Mars talked to Rolling Stone last year and said, “When they wanted to get high and fuck everything up, I covered for them. Now they’re trying to take my legacy away, my part of Mötley Crüe, my ownership of the name, the brand. How can you fire Mr. Heinz from Heinz ketchup? He owns it. Frank Sinatra’s or Jimi Hendrix’s legacy goes on forever, and their heirs continue to profit from it. They’re trying to take that away from me. I’m not going to let them.”

On Tuesday, Mars’s lawyer, Ed McPherson, said the band took too long to produce some of the documents he requested confirms his client was mistreated by his bandmates. “Finally, somebody, somewhere told these guys they can’t bully Mick anymore. We’re in the middle of a huge arbitration that will ultimately decide if Mick has to give up his shares or not, if they did things properly or not. Obviously we claim they didn’t do anything properly. But they feel that they’re above the rules. And that’s what this lawsuit was about.”

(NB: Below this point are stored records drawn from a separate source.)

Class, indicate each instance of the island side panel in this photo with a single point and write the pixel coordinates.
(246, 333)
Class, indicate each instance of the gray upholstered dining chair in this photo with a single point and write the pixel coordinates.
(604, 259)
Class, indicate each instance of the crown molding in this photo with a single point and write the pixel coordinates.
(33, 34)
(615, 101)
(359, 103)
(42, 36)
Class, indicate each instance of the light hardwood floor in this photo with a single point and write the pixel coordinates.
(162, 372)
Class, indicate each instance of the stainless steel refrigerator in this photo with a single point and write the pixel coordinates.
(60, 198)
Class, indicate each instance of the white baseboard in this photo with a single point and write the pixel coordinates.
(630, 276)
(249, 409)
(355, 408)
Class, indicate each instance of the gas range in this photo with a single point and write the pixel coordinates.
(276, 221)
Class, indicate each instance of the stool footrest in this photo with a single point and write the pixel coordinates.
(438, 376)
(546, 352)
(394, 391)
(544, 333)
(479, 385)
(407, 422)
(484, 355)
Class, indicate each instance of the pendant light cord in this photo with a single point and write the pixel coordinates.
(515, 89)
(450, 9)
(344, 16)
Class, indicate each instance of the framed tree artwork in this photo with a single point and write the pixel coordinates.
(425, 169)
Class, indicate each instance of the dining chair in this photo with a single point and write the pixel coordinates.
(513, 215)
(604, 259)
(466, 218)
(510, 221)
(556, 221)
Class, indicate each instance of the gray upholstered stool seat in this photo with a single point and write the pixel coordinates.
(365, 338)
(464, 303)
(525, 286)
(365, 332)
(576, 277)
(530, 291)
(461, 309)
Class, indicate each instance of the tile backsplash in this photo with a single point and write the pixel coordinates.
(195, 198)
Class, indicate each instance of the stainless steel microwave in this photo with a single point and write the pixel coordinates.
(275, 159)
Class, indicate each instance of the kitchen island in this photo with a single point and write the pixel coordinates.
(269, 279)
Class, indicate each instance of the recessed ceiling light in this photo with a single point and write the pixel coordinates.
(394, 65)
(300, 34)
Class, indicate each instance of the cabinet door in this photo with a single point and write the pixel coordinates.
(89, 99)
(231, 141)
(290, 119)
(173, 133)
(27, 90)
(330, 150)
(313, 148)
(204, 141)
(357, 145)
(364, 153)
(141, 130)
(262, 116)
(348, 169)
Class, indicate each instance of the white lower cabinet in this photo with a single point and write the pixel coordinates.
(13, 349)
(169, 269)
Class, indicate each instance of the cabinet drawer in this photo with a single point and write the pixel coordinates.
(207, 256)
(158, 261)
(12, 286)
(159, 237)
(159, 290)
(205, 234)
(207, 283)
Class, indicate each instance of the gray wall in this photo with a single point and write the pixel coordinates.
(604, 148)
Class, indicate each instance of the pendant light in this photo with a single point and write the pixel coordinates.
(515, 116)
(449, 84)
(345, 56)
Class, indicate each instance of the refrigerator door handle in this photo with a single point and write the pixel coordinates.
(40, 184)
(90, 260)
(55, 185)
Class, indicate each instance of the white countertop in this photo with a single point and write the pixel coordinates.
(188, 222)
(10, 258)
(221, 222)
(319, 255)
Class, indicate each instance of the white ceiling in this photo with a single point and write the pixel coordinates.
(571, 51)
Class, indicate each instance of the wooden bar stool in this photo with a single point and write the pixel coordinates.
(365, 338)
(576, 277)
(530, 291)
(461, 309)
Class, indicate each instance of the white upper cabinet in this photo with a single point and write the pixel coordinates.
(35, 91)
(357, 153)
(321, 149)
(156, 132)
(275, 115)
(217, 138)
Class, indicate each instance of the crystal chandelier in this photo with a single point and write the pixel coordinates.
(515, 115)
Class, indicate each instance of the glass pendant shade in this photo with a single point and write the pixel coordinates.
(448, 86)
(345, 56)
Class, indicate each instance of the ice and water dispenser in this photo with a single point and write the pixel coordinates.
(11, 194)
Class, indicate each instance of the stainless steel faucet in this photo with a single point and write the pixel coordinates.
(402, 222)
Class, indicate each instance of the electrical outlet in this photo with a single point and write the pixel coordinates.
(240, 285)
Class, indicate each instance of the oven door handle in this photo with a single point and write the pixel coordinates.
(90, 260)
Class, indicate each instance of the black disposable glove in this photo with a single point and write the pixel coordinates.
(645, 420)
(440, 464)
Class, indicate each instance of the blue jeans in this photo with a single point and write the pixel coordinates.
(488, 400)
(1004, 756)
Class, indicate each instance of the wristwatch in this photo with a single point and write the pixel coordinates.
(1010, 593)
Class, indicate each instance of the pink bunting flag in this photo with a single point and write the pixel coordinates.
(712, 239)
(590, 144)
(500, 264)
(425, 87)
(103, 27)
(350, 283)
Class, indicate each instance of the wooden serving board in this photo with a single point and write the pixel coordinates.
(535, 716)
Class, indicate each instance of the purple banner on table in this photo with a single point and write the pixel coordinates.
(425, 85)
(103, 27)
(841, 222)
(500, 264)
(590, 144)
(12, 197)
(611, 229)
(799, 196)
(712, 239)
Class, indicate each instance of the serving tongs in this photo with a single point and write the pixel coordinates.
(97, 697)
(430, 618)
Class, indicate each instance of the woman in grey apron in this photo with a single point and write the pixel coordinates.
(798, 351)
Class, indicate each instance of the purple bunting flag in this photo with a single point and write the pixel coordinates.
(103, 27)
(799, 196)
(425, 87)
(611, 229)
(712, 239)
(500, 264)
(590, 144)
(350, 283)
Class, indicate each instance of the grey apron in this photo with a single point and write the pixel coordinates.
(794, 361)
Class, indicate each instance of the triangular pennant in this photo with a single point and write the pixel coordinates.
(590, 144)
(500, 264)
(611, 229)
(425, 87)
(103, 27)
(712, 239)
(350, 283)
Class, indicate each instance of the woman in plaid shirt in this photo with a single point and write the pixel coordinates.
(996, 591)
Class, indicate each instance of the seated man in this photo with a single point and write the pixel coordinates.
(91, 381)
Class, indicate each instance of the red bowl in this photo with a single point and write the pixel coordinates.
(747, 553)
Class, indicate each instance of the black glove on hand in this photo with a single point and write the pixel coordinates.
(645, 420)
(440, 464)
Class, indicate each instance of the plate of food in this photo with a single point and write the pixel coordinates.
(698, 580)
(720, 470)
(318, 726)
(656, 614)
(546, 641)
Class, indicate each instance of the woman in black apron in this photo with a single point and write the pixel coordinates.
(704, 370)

Last year, after Mars filed his lawsuit, Mötley Crüe’s manager of 30 years, Allen Kovac, said Mars publicly voice his allegations “to gain leverage in a smear campaign on Mötley. He’s attacked the band, and he’s done it in a slanderous way, with false accusations and misrepresenting the facts to the fans. Mick is not the victim. The victims are Mötley Crüe and the brand, which Mick is so prideful of. What’s upsetting to me is not Mick, but his representatives, who have guided Mick to say and do harmful things to the brand he cares about so much, Mötley Crüe. He has a degenerative disease and people are taking advantage of him. It’s called elder abuse.”

Allen said he didn’t understand why Mars didn’t take the 7.5% of ’23 tour revenue, “They’ve got [a 2023 tour] they’re about halfway through, so let’s [estimate] $150 million [in gross], and then you take off for production and commissions, and let’s call it 100 or 110 million. What’s seven and a half percent of that? He says it’s an insult. And you’ve got me quoting that the other two guys got zero when they were out of the band” — meaning Vince Neil and Tommy Lee, during the periods they left the group. “So where’s the insult? I think Mick is part of the 1%. Please put that on the record. … Let’s say it was seven and a half percent of $110 million. Could you live on that, even if you have tens of millions already?”

This one is going to arbitration, as it should. As a fan since the beginning, this is not a good look for the rest of the band. It’s a shame how Mars is being treated, really.